1. ## Uniqueness Theorem

Hey can someone help me with this? the back of the book simply says, "This is true due to the uniqueness theorem."

Suppose that x is a solution to the initial value problem:

x'=(x^3-x)/(1+t^2*x^2) x(0)=1/2.

Show that 0<x(t)<1 for all t for which x is defined.

My work:
I set x'=f(t,x). I took the partial derivative of f(t,x) with respect to x.
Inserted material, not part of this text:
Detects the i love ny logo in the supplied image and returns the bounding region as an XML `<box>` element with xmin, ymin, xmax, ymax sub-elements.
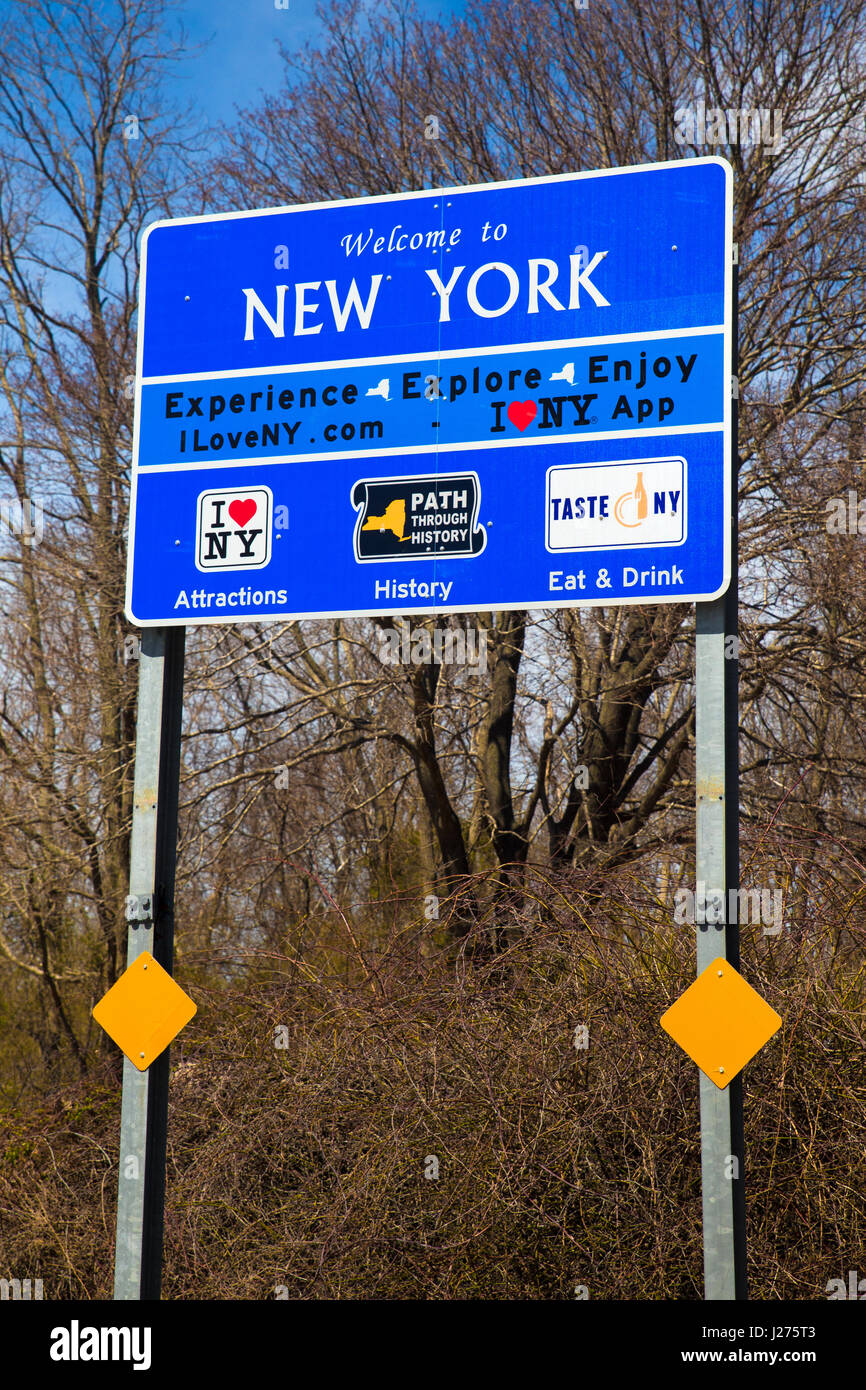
<box><xmin>195</xmin><ymin>486</ymin><xmax>273</xmax><ymax>571</ymax></box>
Unless I am mistaken, I believe both f(t,x) and its partial derivative are continuous over a small enough rectangle R containing the point (1/2,0). Since it is given that x is a solution, it means that x is unique.

Why does 0<x(t)<1 have to be true?

Thanks!

2. ## Re: Uniqueness Theorem

Originally Posted by BrianMath
Hey can someone help me with this? the back of the book simply says, "This is true due to the uniqueness theorem."

Suppose that x is a solution to the initial value problem:

x'=(x^3-x)/(1+t^2*x^2) x(0)=1/2.

Show that 0<x(t)<1 for all t for which x is defined.

My work:
I set x'=f(t,x). I took the partial derivative of f(t,x) with respect to x. Unless I am mistaken, I believe both f(t,x) and its partial derivative are continuous over a small enough rectangle R containing the point (1/2,0). Since it is given that x is a solution, it means that x is unique.

Why does 0<x(t)<1 have to be true?

Thanks!
Hi BrianMath,

$\displaystyle f(t,x)=\frac{x^3-x}{1+t^2 x^2}$

$\displaystyle \frac{\partial f(t,x)}{\partial x}=\frac{\partial}{\partial x}\left(\frac{x^3-x}{1+t^2 x^2}\right)=\frac{t^2 x^4+(t^2+3) x^2-1}{(t^2 x^2+1)^2}$

$\displaystyle \mbox{Let, }R=\left\{(t,x)~:~|t|\leq a\mbox{ and }\left|x-\frac{1}{2}\right|\leq \frac{1}{2}~;~a>0\right\}$

Clearly both $\displaystyle f(t,x)\mbox{ and }\frac{\partial f(t,x)}{\partial x}$ are continuous on $\displaystyle R$.

$\displaystyle M=max|f(t,x)|~;~(t,x)\in R$

$\displaystyle M=max\left|\frac{x^3-x}{1+t^2 x^2}\right|=max\frac{|x^3-x|}{1+t^2 x^2}~;~(t,x)\in R$

$\displaystyle M=max\left(\frac{x-x^3}{1+t^2 x^2}\right)=\frac{\frac{1}{\sqrt{3}}-\left(\frac{1}{\sqrt{3}}\right)^3}{1+0}=\frac{1}{ \sqrt{3}}\left(\frac{2}{3}\right)=\frac{2}{3\sqrt{ 3}}$

$\displaystyle h=min\left\{a,\frac{1}{2M}\right\}=min\left\{a, \frac{3 \sqrt{3}}{4}\right\}$

Therefore by the Picard existance and uniquenss theorem, the initial value problem has a unique solution on the rectangle,

$\displaystyle |t|\leq h\mbox{ and }\left|x-\frac{1}{2}\right|\leq\frac{1}{2}$

$\displaystyle \Rightarrow |t|\leq h\mbox{ and }0\leq x\leq 1$